Cela confirme l’influence du MI sur les maladies hépatiques et l’existence de thérapeutiques complémentaires reposant sur l’utilisation de probiotiques.
Microbiote intestinal et MICI
Les maladies inflammatoires chroniques de l’intestin (MICI) représentent un groupe hétérogène de maladies inflammatoires chroniques affectant le tractus gastrointestinal. Les deux formes principales des MICI sont la rectocolite hémorragique (RCH) et la maladie de Crohn (MC). La relation entre le microbiote intestinal (MI) et les MICI fait l’objet d’un nombre croissant de publications.
Le Pr. Sokol a évoqué la pathogenèse des MICI via l’activation du système immunitaire par le biais du MI chez des hôtes sensibles sous l’influence de l’environnement. On sait que les patients atteints de MICI ont un microbiote anormal, avec une perte de diversité, d’autant plus sévère en cas de maladie active. Il a souligné qu’il existe une augmentation des protéobactéries et une diminution des Firmicutes, qui pourraient ou non être corrélées avec l’apparition de la maladie. Ainsi, le taux d’Escherichia coli adhérentes/invasives (protéobactéries) est significativement augmenté chez les patients atteints de MC mais pas de RCH ou chez les sujets sains. Par ailleurs, le taux de Faecalibacterium prausnitzii (Firmicutes), qui a des effets anti-inflammatoires, est diminué chez les patients atteints de MICI.
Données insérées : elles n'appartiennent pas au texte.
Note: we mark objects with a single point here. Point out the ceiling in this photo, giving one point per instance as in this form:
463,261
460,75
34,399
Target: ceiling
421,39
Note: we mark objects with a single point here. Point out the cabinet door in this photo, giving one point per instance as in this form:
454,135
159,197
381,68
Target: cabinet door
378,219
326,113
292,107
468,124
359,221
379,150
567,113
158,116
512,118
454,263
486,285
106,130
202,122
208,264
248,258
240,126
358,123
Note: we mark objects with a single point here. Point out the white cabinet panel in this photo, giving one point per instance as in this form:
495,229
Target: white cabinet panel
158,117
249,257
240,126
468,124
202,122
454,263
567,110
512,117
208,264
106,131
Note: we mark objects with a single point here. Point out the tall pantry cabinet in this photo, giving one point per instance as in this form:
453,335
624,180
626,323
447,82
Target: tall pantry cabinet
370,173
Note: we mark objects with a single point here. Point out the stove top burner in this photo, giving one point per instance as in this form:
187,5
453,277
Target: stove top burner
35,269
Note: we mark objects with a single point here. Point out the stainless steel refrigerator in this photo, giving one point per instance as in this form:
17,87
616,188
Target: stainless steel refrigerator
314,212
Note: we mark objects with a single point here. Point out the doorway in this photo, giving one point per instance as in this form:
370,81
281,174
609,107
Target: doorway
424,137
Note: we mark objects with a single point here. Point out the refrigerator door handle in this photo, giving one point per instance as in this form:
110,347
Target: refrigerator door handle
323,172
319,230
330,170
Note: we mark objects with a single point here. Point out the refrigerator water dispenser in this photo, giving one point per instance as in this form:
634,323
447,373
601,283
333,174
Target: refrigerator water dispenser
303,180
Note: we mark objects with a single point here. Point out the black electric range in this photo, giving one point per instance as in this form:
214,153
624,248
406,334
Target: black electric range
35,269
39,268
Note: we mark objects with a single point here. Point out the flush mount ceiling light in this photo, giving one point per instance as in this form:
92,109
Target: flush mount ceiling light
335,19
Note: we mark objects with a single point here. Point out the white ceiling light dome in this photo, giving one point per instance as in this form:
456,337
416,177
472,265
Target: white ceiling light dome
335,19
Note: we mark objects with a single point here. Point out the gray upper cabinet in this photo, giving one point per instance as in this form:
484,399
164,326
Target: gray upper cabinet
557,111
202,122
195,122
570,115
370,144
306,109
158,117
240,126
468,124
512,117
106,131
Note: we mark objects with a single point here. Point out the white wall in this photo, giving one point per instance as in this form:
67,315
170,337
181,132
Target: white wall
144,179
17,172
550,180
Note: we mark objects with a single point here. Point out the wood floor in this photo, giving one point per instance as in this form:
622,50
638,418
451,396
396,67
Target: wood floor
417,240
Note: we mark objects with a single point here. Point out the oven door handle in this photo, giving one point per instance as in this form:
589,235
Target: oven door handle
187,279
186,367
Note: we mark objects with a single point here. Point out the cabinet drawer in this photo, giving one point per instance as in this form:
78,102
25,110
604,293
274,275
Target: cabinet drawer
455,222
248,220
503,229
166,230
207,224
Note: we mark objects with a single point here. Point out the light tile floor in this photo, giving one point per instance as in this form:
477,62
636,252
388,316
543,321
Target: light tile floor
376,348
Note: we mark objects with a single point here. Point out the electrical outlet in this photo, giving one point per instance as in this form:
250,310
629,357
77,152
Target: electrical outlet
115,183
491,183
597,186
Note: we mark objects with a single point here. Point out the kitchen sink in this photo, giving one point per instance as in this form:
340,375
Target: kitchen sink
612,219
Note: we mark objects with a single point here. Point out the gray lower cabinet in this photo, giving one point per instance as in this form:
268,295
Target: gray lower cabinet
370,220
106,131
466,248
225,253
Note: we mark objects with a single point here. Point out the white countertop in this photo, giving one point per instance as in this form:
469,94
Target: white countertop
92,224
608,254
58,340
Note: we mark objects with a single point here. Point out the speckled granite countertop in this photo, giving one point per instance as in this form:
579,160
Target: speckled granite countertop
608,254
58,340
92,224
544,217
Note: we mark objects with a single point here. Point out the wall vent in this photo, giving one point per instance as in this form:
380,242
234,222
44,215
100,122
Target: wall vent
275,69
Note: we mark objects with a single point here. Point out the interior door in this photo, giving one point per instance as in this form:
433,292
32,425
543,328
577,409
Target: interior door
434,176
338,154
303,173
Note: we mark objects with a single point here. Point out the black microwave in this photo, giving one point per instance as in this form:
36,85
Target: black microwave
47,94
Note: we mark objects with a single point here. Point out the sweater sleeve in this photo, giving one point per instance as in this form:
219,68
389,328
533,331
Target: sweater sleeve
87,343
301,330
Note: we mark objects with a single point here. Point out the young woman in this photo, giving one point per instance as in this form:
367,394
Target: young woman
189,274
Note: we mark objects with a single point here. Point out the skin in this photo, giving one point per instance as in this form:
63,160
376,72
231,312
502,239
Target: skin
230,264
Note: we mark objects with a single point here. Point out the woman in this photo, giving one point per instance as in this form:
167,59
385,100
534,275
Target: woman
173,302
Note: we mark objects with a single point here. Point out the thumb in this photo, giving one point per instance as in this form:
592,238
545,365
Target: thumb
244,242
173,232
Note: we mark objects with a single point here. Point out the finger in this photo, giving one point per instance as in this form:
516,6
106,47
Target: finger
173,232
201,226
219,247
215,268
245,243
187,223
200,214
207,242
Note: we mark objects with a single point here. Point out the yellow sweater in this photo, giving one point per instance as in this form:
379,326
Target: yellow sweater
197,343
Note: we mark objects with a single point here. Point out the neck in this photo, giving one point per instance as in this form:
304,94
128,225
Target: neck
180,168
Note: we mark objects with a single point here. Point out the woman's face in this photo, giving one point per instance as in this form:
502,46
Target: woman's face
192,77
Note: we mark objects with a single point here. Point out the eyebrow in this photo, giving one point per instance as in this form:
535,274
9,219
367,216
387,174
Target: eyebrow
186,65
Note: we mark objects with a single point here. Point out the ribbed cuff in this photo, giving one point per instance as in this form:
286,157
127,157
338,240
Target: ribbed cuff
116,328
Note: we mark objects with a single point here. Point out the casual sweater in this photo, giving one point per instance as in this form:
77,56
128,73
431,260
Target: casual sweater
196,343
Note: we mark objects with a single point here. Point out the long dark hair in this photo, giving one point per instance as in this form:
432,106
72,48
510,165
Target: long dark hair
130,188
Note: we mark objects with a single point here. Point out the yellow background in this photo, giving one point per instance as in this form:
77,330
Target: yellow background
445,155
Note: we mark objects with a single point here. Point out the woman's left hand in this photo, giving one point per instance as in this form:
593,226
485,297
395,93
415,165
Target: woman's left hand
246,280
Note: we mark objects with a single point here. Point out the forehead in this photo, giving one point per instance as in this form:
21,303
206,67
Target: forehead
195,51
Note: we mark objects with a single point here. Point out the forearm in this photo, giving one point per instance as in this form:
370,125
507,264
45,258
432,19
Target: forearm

L’impact environnemental sur le MI est bien connu (type d’accouchement, alimentation, antibiotiques, etc.) et pourrait également avoir une incidence sur les MICI. Ainsi, au Danemark, Hviid et al. [4] ont observé dans une cohorte une corrélation entre le nombre de cycles d’antibiotiques reçus par un enfant et le risque de développer une MICI, celui-ci étant plus important pour la MC que pour la RCH.
Pour en revenir à la pathogenèse, la controverse actuelle porte sur le fait de savoir si les modifications du MI entraînent l’inflammation ou inversement. Le Pr. Sokol considère qu’ils sont tous les deux sur le même plan dans la mesure où les manifestations cliniques des MICI se produisent en raison de l’installation d’un cercle vicieux entre le MI et l’inflammation, l’un comme l’autre pouvant en être à l’origine. Les données apportées confirment donc le rôle important des bactéries du MI dans la pathogenèse des MICI. Cependant, les connaissances sur le rôle du MI fongique dans la pathogenèse de ces maladies sont limitées. Pour y remédier, Qiu et al. ont analysé les 15 principaux genres de champignons présents chez des patients atteints de RCH et des sujets sains (contrôles), résultats présentés sur poster [5]. Pour les genres Wickerhamomyces, Sterigmatomyces et Penicillium, une corrélation positive a été observée avec l’expression de cytokines pro-inflammatoires dans la muqueuse colique, tandis que la corrélation était négative dans le cas de Nigrospora. Ils ont conclu que le microbiote fongique du côlon des patients atteints de RCH est différent de celui des sujets contrôles et que ses altérations peuvent être associées à une inflammation de la muqueuse et à la pathogenèse de la RCH.
Les différences entre la pathogenèse de la MC et celle de la RCH pourraient s’expliquer, dans certains cas, par la présence d’une altération bactérienne ou fongique du MI.
3 Kobyliak T, et al. Co-administration of probiotic with omega-3 fatty acids in nafld management: evidence from animals to randomized clinical studies. OP343 N.